Надо было действовать, жить. Надо было спуститься за хлебом, купить себе чай и сахар. Раздражаясь на себя за эту сохраненную потребность есть и пить, за необходимость питать свое праздное, бездельное тело, он собрался и вышел из дома.
Был жаркий московский полдень. Тверская казалась раскаленным черным противнем, на котором, как рыбы, подскакивали и бились машины. Зажаренные, в глянцевитой коросте, будут лежать рядами, как караси, с выпученными фарами, обугленными губами радиаторов. Пушкин стоял над площадью, словно политый маслом. Фонтан тяжело выталкивал мутно-стеклянные глыбы воды, без брызг и без блеска, сваливал их в гранитное корыто. Цветы на клумбах, жирные, красные, напоминали разделанное мясо.
Белосельцев, сторонясь всего этого, словно боясь испачкаться и обжечься, прошел к магазинчикам, построенным вдоль тротуара, чтобы поскорее кинуть в целлофановый пакет пачку чая, батон, упаковку молока и снова вернуться домой, укрыться под костяной черепаший панцирь.
Торговец-азербайджанец, с вишневыми глазами, коричневой лысиной и золотыми зубами, на несколько секунд развлек его. Белосельцев поместил его в деревянную раму на холст, где тот был нарисован художником-примитивистом жирными цветными мазками среди бутылок и банок пива, флаконов с вином и водкой, сочных ломтей красной и белой рыбы, розовых, пересыпанных льдом креветок. Торговец смотрел на мир лиловыми солнечными глазами, окруженный той частью Вселенной, за которую люди, прежде чем ею овладеть, платили деньги. Белосельцев именно так и поступил – кинул снедь в пакет, дождался, когда электронный автомат выбросит на прилавок чек, отсчитал деньги.
Он хотел покинуть стеклянный теремок магазина, когда в двери, мешая ему пройти, втиснулись два парня и девушка. Парни – длинноволосые, потные, с мокрыми, улыбающимися губами и размытым слюнявым выражением возбужденных, громко говорящих ртов. Девица – с русалочьими распущенными волосами, перламутровая от помады, в коротком платье, столь легком и вольном, что под ним уже не было ничего, кроме влажного тела, мелькнувшего сквозь прозрачную ткань. Все трое смеялись, парни старались по очереди обнять свою спутницу, коснуться ее голого локтя, плеча и шеи. Они были пьяны, устремились к прилавку, на котором, как нарядные боеприпасы, теснились банки и бутылки с наклейками.
– Командир, три джина с тоником!.. И не надо сдачи!.. – громко, по-дурацки захохотал парень, высыпая деньги, как загулявший ковбой.

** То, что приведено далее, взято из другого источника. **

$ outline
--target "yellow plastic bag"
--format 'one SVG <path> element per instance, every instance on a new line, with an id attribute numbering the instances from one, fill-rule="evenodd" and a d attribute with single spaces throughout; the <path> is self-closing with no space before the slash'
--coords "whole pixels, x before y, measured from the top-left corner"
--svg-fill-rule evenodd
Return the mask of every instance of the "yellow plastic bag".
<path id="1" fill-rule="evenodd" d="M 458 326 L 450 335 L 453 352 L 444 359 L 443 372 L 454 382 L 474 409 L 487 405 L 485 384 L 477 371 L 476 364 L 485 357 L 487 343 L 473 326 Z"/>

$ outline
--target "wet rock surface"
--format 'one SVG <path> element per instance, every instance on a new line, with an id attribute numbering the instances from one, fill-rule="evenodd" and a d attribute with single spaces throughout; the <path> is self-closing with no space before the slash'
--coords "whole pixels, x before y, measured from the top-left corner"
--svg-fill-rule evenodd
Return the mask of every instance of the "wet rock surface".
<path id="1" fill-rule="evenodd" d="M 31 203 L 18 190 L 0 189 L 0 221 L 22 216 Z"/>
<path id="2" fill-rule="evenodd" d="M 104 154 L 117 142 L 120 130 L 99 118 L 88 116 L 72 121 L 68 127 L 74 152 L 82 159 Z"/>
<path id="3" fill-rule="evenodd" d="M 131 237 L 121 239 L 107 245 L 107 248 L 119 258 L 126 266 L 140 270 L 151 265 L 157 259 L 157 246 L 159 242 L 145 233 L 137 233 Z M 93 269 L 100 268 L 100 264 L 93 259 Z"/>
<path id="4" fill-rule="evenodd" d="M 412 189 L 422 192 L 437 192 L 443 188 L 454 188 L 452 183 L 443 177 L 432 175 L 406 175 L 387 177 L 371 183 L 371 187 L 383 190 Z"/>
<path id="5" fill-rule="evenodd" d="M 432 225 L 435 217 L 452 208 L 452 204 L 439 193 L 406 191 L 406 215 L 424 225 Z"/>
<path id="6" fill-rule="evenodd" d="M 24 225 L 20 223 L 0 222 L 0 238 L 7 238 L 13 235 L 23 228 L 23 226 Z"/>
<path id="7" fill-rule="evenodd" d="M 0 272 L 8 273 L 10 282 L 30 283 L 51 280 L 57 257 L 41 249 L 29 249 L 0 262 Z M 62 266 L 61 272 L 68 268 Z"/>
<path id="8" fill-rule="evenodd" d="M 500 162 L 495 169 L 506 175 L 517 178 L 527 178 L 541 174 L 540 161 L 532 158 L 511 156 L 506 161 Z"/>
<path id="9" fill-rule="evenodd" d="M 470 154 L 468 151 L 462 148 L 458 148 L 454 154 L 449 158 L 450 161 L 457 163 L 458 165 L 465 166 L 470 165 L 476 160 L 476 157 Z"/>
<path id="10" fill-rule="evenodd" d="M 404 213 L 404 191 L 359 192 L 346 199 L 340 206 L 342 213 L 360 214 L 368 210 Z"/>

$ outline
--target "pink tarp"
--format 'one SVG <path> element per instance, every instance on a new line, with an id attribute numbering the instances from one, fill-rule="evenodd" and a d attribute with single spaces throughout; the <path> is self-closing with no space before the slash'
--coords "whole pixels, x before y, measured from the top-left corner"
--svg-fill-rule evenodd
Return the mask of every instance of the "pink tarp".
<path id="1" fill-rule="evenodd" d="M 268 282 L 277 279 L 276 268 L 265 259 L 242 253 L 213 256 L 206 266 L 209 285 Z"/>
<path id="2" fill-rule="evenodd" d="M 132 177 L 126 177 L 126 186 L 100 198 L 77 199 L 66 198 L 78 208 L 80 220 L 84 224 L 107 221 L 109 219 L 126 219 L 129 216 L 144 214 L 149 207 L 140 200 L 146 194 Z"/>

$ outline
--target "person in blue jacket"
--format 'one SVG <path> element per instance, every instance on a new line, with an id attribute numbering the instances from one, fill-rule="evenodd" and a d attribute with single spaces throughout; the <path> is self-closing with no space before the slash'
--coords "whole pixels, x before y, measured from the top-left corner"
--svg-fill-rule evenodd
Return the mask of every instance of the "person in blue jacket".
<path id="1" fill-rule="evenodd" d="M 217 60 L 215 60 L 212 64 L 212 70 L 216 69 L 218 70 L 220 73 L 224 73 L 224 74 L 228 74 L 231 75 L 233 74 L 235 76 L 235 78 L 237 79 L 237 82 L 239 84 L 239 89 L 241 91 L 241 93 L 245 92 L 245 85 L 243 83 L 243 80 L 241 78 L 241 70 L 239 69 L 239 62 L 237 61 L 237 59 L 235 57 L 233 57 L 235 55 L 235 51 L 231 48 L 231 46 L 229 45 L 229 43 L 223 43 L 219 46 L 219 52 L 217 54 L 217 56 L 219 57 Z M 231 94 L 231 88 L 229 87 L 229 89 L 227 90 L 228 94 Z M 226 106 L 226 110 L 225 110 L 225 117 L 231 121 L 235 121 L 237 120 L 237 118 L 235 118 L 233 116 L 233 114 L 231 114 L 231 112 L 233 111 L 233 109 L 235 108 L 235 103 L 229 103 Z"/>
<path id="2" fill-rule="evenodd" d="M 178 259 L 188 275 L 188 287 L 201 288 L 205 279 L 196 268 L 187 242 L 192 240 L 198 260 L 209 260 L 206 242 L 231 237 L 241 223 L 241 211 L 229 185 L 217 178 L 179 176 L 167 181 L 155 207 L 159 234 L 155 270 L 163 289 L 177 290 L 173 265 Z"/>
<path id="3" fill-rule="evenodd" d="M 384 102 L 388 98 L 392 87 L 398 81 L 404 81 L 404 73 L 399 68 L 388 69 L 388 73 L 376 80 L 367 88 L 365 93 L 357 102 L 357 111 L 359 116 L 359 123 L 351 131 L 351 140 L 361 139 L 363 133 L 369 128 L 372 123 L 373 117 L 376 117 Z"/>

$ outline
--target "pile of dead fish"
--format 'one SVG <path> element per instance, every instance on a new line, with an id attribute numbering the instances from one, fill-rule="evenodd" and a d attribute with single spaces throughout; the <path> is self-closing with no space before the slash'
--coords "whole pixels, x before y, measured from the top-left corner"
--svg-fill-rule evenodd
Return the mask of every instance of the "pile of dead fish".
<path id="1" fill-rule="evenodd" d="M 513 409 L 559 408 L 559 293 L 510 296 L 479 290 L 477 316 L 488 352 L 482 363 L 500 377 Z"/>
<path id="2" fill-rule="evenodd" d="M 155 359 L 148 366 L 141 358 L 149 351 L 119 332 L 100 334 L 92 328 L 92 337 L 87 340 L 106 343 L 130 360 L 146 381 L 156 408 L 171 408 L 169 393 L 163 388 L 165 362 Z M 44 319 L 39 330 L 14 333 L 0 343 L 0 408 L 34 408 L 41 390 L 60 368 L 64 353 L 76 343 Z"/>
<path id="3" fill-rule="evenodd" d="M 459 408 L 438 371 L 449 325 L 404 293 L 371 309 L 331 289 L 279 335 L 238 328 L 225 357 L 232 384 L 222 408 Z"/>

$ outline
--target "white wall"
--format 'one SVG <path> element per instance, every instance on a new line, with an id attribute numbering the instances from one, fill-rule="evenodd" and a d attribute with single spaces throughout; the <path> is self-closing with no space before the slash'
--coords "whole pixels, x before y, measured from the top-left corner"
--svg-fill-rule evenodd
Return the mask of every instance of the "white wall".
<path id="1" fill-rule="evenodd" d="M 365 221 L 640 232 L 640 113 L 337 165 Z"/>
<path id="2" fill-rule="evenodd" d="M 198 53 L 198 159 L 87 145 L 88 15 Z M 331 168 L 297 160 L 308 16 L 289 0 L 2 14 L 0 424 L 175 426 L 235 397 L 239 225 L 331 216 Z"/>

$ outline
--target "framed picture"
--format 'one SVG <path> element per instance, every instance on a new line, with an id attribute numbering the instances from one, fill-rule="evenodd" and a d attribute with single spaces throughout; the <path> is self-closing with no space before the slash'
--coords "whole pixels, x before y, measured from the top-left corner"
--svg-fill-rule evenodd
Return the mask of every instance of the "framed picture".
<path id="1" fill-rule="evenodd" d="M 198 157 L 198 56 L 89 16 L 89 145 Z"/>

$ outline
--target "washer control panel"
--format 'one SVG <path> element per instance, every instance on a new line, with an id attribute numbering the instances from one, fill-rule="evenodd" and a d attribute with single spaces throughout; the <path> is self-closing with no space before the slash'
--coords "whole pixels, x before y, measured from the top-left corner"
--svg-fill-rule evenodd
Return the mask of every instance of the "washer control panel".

– Мальчики, а лед будет? – жеманно и противно сказала девица.
Продавец благосклонно оглядел ее вишневыми веселыми глазами, всю насквозь, до влажных подмышек и выпуклых молодых бедер. Ловко, короткими волосатыми руками, поставил на прилавок цилиндрическую банку с кольцом, напоминавшую пехотную гранату с чекой. Следом еще две. Оскалился золотыми зубами, словно во рту у него загорелась лампочка.

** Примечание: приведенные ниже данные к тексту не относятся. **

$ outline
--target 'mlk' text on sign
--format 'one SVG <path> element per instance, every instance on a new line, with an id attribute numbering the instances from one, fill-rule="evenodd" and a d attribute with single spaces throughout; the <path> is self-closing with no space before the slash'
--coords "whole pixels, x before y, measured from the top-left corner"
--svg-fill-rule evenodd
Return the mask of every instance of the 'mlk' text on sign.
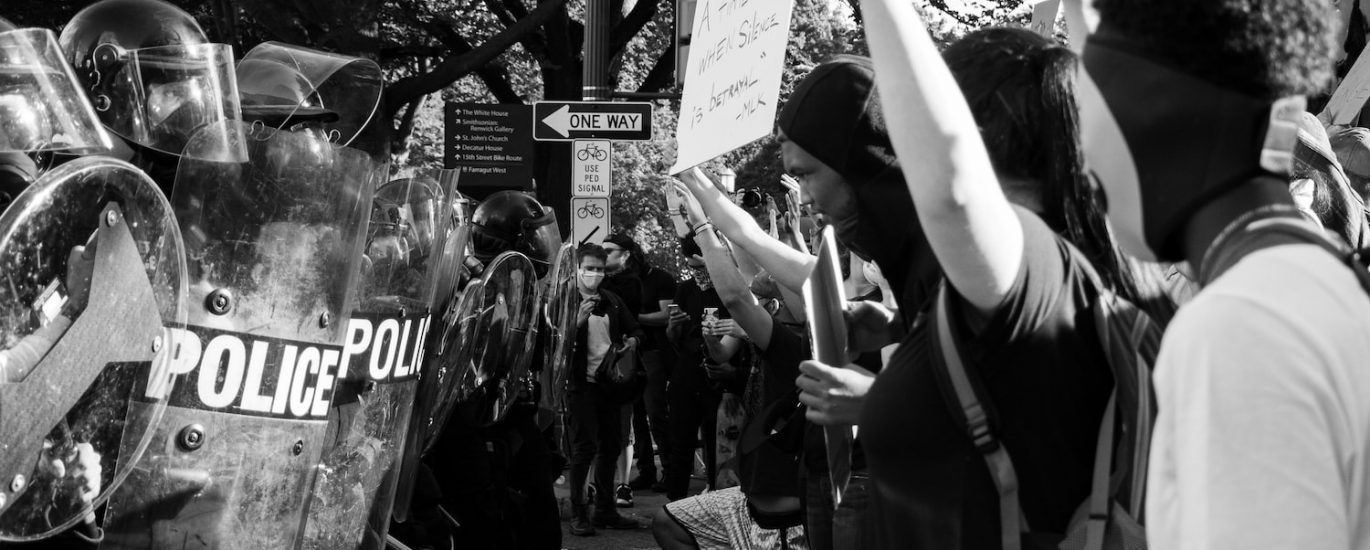
<path id="1" fill-rule="evenodd" d="M 652 104 L 617 101 L 539 101 L 533 104 L 533 139 L 652 139 Z"/>

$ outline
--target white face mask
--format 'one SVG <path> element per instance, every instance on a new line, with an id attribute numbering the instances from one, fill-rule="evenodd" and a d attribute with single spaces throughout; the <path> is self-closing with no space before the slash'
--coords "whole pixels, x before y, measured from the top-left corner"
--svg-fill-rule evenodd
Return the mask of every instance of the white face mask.
<path id="1" fill-rule="evenodd" d="M 580 270 L 580 284 L 587 290 L 599 290 L 599 284 L 602 282 L 604 282 L 603 273 L 595 273 L 584 269 Z"/>

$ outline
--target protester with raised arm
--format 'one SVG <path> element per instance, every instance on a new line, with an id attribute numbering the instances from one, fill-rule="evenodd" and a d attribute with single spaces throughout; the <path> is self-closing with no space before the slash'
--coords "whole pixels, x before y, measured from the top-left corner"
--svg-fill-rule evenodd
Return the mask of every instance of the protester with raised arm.
<path id="1" fill-rule="evenodd" d="M 899 98 L 876 108 L 945 273 L 952 344 L 994 398 L 1023 525 L 1059 540 L 1089 494 L 1112 386 L 1084 312 L 1099 284 L 1135 295 L 1080 165 L 1075 57 L 1023 29 L 976 31 L 943 54 L 911 5 L 870 0 L 863 13 L 875 65 L 848 72 Z M 945 353 L 934 351 L 932 324 L 915 324 L 860 413 L 881 497 L 880 546 L 1016 546 L 1021 533 L 1004 531 L 995 478 L 948 414 L 956 398 L 939 383 Z M 805 390 L 822 409 L 840 390 L 827 379 L 842 369 L 801 368 L 824 382 Z"/>

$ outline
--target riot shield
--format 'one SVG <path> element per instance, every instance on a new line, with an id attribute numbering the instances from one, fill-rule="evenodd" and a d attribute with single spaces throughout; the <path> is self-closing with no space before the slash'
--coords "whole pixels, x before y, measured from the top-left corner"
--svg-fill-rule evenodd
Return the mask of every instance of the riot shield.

Белосельцев испытал мимолетную гадливость – деньги, похоть, перламутровое пятно помады, как радужная пленка гниения. Распад поразил эти жизни сразу же, как только они появились на свет. Все были заражены одной болезнью, которой наградили друг друга, которую передадут следующим за ними поколениям.
Он протиснулся между ними и вышел наружу. Пошел не домой, а на близкий бульвар, в его тусклую горячую тень, свалявшийся тополиный пух, белесую, с редкими прохожими аллею. Устало опустился на лавку, чувствуя изнеможение, словно совершил дневной армейский марш с оружием и полной выкладкой. Пакет с батоном и чаем лежал на скамье. Худая, с острым локтем рука бессильно покоилась на крашеных рейках.
Он смотрел на Тверской бульвар, на знакомые, как часть его кабинета, ампирные особняки, на их желтые и зеленые фасады, чугунные решетки балконов, на корявые стволы деревьев и литые тумбы фонарей, на слепящее скольжение машин и торопливый проход москвичей, с особой московской походкой, выражением лиц, манерой носить одежду, мужские портфели или дамские сумочки.
Бульвар был обыденно знакомый, родной, продолжение его дома, рабочего стола, примелькавшегося обломка иконы, книжной полки с запыленными корешками.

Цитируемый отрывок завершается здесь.